To address our aims we will perform the following analyses:

  1. 1.

    Repeated measures analysis of variance (rmANOVA) to examine changes across time in neuroplasticity (MEP response to cTBS) and inhibition (SICI).

  2. 2.

    ANOVA to compare neuroplasticity and inhibition between patients and controls over time.

  3. 3.

    Generalised Estimating Equations to examine the longitudinal relationship between neuroplasticity, intracortical inhibition, and functional assessment scores.

  4. 4.

    ANOVA comparing neuroplastic responses between patients stratified into tertiles based upon their functional assessment scores (ARAT/FIM) at the end of the trial period (poor recovery/moderate recovery/good recovery).

Where appropriate, lesion size/site (using assessment of corticospinal tract structure from automated segmentation of structural MRI) and upper limb activity scores will be used as covariates in the above analyses.

Study organisation and funding

This study has been funded by the National Health and Medical Research Council (NHMRC) of Australia, Project Grant ID 1058639, from 2014–2017 and partially funded by a Medical Research Council (UK) Grant MR/K01384X/1 to JCR.

Discussion

Little is known about the time course of neuroplastic potential in the damaged hemisphere following stroke, nor whether this impacts upon the effectiveness of rehabilitative strategies and true restitution of function.

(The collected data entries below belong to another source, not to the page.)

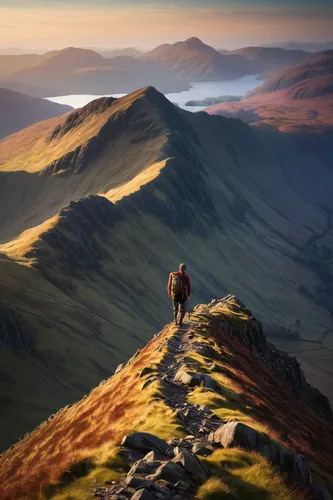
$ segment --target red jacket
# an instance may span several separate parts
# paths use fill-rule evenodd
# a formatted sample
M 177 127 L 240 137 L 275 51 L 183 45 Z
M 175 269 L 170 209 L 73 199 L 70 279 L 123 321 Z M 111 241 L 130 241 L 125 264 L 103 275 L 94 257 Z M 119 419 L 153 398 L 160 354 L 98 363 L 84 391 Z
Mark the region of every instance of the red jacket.
M 187 273 L 181 273 L 180 271 L 177 271 L 175 273 L 170 273 L 169 282 L 168 282 L 168 296 L 170 297 L 170 295 L 171 295 L 172 279 L 174 276 L 179 275 L 179 274 L 183 276 L 184 292 L 186 293 L 187 297 L 191 297 L 190 277 Z

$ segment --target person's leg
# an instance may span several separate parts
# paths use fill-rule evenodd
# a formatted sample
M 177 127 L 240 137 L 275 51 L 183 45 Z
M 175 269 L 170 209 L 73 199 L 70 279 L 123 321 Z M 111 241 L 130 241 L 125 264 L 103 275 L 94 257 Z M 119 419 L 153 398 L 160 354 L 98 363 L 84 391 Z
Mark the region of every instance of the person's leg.
M 180 320 L 179 320 L 179 326 L 182 326 L 182 325 L 183 325 L 183 319 L 184 319 L 185 312 L 186 312 L 185 302 L 186 302 L 185 300 L 182 300 L 182 301 L 179 303 L 179 310 L 180 310 Z
M 176 300 L 176 298 L 173 299 L 173 318 L 175 321 L 175 324 L 178 325 L 177 317 L 178 317 L 178 305 L 179 302 Z

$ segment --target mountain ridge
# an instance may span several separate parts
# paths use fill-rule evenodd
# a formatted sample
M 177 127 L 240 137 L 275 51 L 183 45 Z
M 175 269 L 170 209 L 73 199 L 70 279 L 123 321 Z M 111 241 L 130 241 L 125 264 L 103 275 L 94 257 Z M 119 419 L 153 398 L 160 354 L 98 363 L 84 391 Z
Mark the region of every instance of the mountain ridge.
M 181 478 L 189 483 L 184 486 L 185 496 L 188 489 L 192 494 L 197 490 L 199 498 L 205 500 L 212 472 L 219 478 L 215 485 L 218 491 L 226 480 L 223 468 L 235 474 L 227 462 L 222 470 L 214 467 L 214 457 L 221 457 L 218 451 L 221 443 L 226 449 L 225 459 L 234 456 L 231 453 L 236 456 L 241 451 L 250 453 L 254 462 L 247 463 L 249 476 L 256 477 L 252 466 L 260 467 L 261 474 L 267 474 L 267 482 L 261 486 L 263 491 L 267 494 L 270 485 L 274 485 L 272 498 L 296 500 L 299 497 L 295 487 L 311 498 L 330 498 L 333 478 L 329 471 L 328 443 L 333 439 L 333 430 L 327 400 L 316 399 L 313 408 L 311 404 L 308 406 L 302 395 L 309 389 L 297 362 L 294 379 L 290 377 L 290 366 L 295 362 L 288 356 L 281 357 L 267 343 L 260 323 L 234 296 L 198 305 L 191 316 L 184 329 L 167 325 L 127 363 L 120 365 L 114 376 L 101 382 L 78 403 L 52 415 L 2 454 L 1 498 L 9 500 L 15 495 L 20 500 L 29 494 L 31 500 L 44 495 L 56 500 L 64 495 L 76 499 L 89 498 L 95 492 L 106 499 L 119 486 L 124 494 L 127 488 L 133 494 L 135 488 L 144 487 L 154 495 L 158 487 L 165 488 L 165 482 L 160 482 L 163 478 L 169 481 L 171 491 L 164 490 L 169 498 Z M 270 366 L 265 364 L 267 355 L 273 362 Z M 292 394 L 293 387 L 303 402 Z M 281 398 L 288 405 L 287 414 L 277 404 L 277 395 L 278 400 Z M 320 415 L 321 408 L 328 410 L 329 420 Z M 237 428 L 237 433 L 221 441 L 227 429 L 231 432 L 230 426 Z M 186 437 L 186 433 L 191 436 Z M 33 450 L 42 443 L 36 459 Z M 183 462 L 185 472 L 180 476 L 177 468 L 162 473 L 164 467 L 169 470 L 165 465 L 168 460 L 172 463 L 172 457 L 178 458 L 177 446 L 185 447 L 187 453 L 193 450 L 196 463 L 202 463 L 204 472 L 194 475 L 196 479 L 187 462 Z M 71 454 L 63 453 L 68 447 Z M 229 448 L 234 451 L 228 451 Z M 144 469 L 145 462 L 150 463 L 146 458 L 150 450 L 155 451 L 157 462 Z M 254 451 L 263 457 L 262 462 L 254 458 Z M 24 461 L 19 459 L 22 454 Z M 52 468 L 43 460 L 44 454 L 52 457 Z M 210 456 L 210 461 L 204 458 Z M 277 476 L 270 475 L 272 464 Z M 132 465 L 135 467 L 128 473 Z M 156 469 L 158 473 L 153 476 Z M 198 465 L 196 470 L 199 473 Z M 311 472 L 315 473 L 315 479 L 311 478 Z M 147 473 L 151 474 L 147 478 L 150 483 L 144 482 Z M 241 483 L 243 495 L 253 488 L 249 476 Z M 237 491 L 240 487 L 237 473 L 227 484 L 230 494 L 234 488 Z
M 2 370 L 12 377 L 2 414 L 7 446 L 82 396 L 106 366 L 115 368 L 165 323 L 175 262 L 185 260 L 194 275 L 194 304 L 234 289 L 265 326 L 288 329 L 300 318 L 302 340 L 319 341 L 331 325 L 330 285 L 318 269 L 330 260 L 313 254 L 313 244 L 332 238 L 329 154 L 309 158 L 284 135 L 188 113 L 150 88 L 88 109 L 51 143 L 58 119 L 43 136 L 32 126 L 0 144 L 15 168 L 23 142 L 34 155 L 42 141 L 45 155 L 38 168 L 32 157 L 34 173 L 0 172 L 2 292 L 36 346 L 20 358 L 3 349 Z M 86 142 L 105 123 L 102 157 L 77 172 L 43 173 L 53 141 L 77 146 L 76 134 Z M 1 149 L 8 144 L 10 151 Z M 28 158 L 22 165 L 30 168 Z M 31 385 L 29 420 L 13 421 Z

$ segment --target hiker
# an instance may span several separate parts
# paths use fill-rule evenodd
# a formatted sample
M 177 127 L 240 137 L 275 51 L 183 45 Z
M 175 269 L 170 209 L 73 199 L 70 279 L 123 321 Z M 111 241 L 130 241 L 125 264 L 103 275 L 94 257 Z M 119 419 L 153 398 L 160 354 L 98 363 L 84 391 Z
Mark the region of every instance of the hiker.
M 185 303 L 191 298 L 191 280 L 186 272 L 185 264 L 180 264 L 179 271 L 171 273 L 168 283 L 168 297 L 172 297 L 175 324 L 178 325 L 178 310 L 180 312 L 179 326 L 183 326 Z

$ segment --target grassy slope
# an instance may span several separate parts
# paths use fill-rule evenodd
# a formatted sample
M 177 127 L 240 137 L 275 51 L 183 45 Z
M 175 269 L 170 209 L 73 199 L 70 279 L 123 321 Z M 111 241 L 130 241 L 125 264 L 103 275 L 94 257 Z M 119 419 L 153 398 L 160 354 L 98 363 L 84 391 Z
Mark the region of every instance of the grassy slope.
M 80 397 L 165 323 L 166 279 L 179 261 L 189 264 L 193 302 L 233 290 L 266 322 L 288 326 L 301 318 L 308 338 L 329 328 L 327 311 L 298 291 L 300 283 L 315 289 L 318 278 L 297 261 L 299 248 L 326 224 L 319 205 L 330 199 L 326 167 L 288 138 L 181 112 L 152 91 L 121 102 L 125 109 L 137 107 L 129 118 L 126 112 L 111 117 L 116 125 L 123 117 L 120 145 L 110 138 L 80 174 L 2 174 L 11 187 L 3 204 L 11 215 L 5 236 L 17 236 L 35 218 L 43 222 L 70 196 L 109 193 L 119 183 L 113 199 L 132 192 L 116 207 L 89 198 L 49 227 L 0 248 L 11 256 L 0 260 L 3 298 L 31 337 L 30 350 L 18 342 L 2 351 L 4 375 L 10 376 L 2 388 L 4 446 Z M 137 128 L 137 113 L 147 118 L 147 128 Z M 157 132 L 149 135 L 151 126 Z M 11 141 L 32 141 L 28 136 L 25 131 Z M 47 158 L 47 150 L 43 154 Z M 111 178 L 110 158 L 117 158 Z M 163 158 L 171 159 L 160 170 L 155 162 Z M 143 171 L 149 184 L 143 185 Z M 128 190 L 122 182 L 137 175 Z
M 285 447 L 295 448 L 304 454 L 314 479 L 332 490 L 332 426 L 296 400 L 286 382 L 277 379 L 232 339 L 221 326 L 221 319 L 232 325 L 234 332 L 243 332 L 244 323 L 249 321 L 235 304 L 231 309 L 217 304 L 209 315 L 192 315 L 193 352 L 191 348 L 187 351 L 186 365 L 192 371 L 213 377 L 220 384 L 221 394 L 197 387 L 188 394 L 188 401 L 207 405 L 221 418 L 236 418 Z M 43 500 L 47 485 L 56 485 L 63 471 L 90 458 L 93 467 L 85 477 L 67 484 L 65 489 L 59 484 L 58 492 L 54 490 L 51 495 L 56 500 L 88 500 L 93 488 L 107 480 L 120 479 L 126 473 L 119 449 L 124 434 L 140 430 L 165 439 L 185 436 L 182 421 L 164 402 L 170 391 L 168 386 L 157 380 L 140 390 L 144 382 L 140 377 L 143 367 L 152 367 L 160 376 L 168 368 L 174 351 L 165 347 L 166 341 L 176 331 L 174 327 L 166 327 L 118 374 L 87 398 L 60 411 L 4 454 L 0 458 L 1 499 Z M 213 365 L 212 358 L 195 352 L 197 342 L 209 345 Z M 299 498 L 259 455 L 238 449 L 220 450 L 206 459 L 206 463 L 215 479 L 208 479 L 200 488 L 198 497 L 203 500 L 221 498 L 218 494 L 222 493 L 229 493 L 231 498 L 253 495 L 266 500 Z
M 273 73 L 239 103 L 207 108 L 284 132 L 325 131 L 333 127 L 333 51 L 316 54 L 295 67 Z

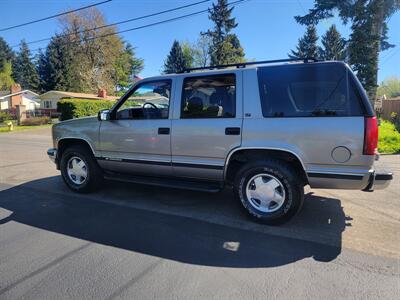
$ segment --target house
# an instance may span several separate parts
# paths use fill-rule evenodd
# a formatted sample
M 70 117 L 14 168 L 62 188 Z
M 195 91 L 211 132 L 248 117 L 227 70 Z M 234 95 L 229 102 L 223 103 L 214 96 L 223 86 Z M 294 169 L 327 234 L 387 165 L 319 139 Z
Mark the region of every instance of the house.
M 0 91 L 0 110 L 12 110 L 17 105 L 25 105 L 27 111 L 40 107 L 39 95 L 30 90 L 21 90 L 19 84 L 11 86 L 9 91 Z
M 57 102 L 61 99 L 87 99 L 87 100 L 117 100 L 119 97 L 107 96 L 104 89 L 99 89 L 97 94 L 74 93 L 64 91 L 48 91 L 39 96 L 40 108 L 46 110 L 57 110 Z

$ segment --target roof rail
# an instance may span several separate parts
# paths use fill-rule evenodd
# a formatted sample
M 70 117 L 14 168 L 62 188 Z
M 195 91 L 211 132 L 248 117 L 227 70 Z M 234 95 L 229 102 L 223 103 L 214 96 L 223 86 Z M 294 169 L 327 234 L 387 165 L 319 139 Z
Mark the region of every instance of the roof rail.
M 295 62 L 295 61 L 302 61 L 304 63 L 308 63 L 308 62 L 317 62 L 318 59 L 316 59 L 314 57 L 305 57 L 305 58 L 299 57 L 299 58 L 285 58 L 285 59 L 262 60 L 262 61 L 249 61 L 249 62 L 235 63 L 235 64 L 188 68 L 179 73 L 190 73 L 192 71 L 199 71 L 199 70 L 224 69 L 224 68 L 229 68 L 229 67 L 244 68 L 249 65 L 264 65 L 264 64 L 274 64 L 274 63 L 281 63 L 281 62 Z

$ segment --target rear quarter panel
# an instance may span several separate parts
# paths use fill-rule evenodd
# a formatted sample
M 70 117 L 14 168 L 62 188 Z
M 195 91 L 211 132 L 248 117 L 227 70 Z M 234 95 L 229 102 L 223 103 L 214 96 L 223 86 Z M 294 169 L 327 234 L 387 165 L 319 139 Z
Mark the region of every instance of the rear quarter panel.
M 242 147 L 284 150 L 295 154 L 306 173 L 355 174 L 360 180 L 308 176 L 311 187 L 362 189 L 374 157 L 363 155 L 364 117 L 264 118 L 256 69 L 246 70 Z M 344 146 L 350 159 L 338 163 L 332 151 Z

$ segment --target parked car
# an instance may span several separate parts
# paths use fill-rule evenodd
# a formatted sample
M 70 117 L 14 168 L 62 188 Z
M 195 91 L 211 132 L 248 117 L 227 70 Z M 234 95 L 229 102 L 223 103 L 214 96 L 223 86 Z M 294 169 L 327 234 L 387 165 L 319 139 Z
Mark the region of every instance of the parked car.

We will carefully examine changes in the corticospinal pathway, with MEP amplitude and stimulus response curves, in individuals from approximately one week to one year post stroke. We will also describe changes in intracortical inhibition, thought to influence functional recovery in the brain post stroke [18]. Most importantly, we will perform serial investigations of the response of the affected motor cortex to paired cTBS, designed to induce short-term plasticity in the motor cortex. Comparing this response to aged-matched controls, as well as longitudinal assessment of functional recovery, will provide definitive evidence, or lack thereof, for a critical window of neuroplasticity following stroke.

Summary and conclusions

This study will further our understanding of the changes that occur in the damaged brain that support functional recovery following stroke. Optimising rehabilitation to a proposed critical window of neuroplasticity could help to improve both speed and the amount of recovery following stroke and could lead to significantly greater improvements in functional outcomes.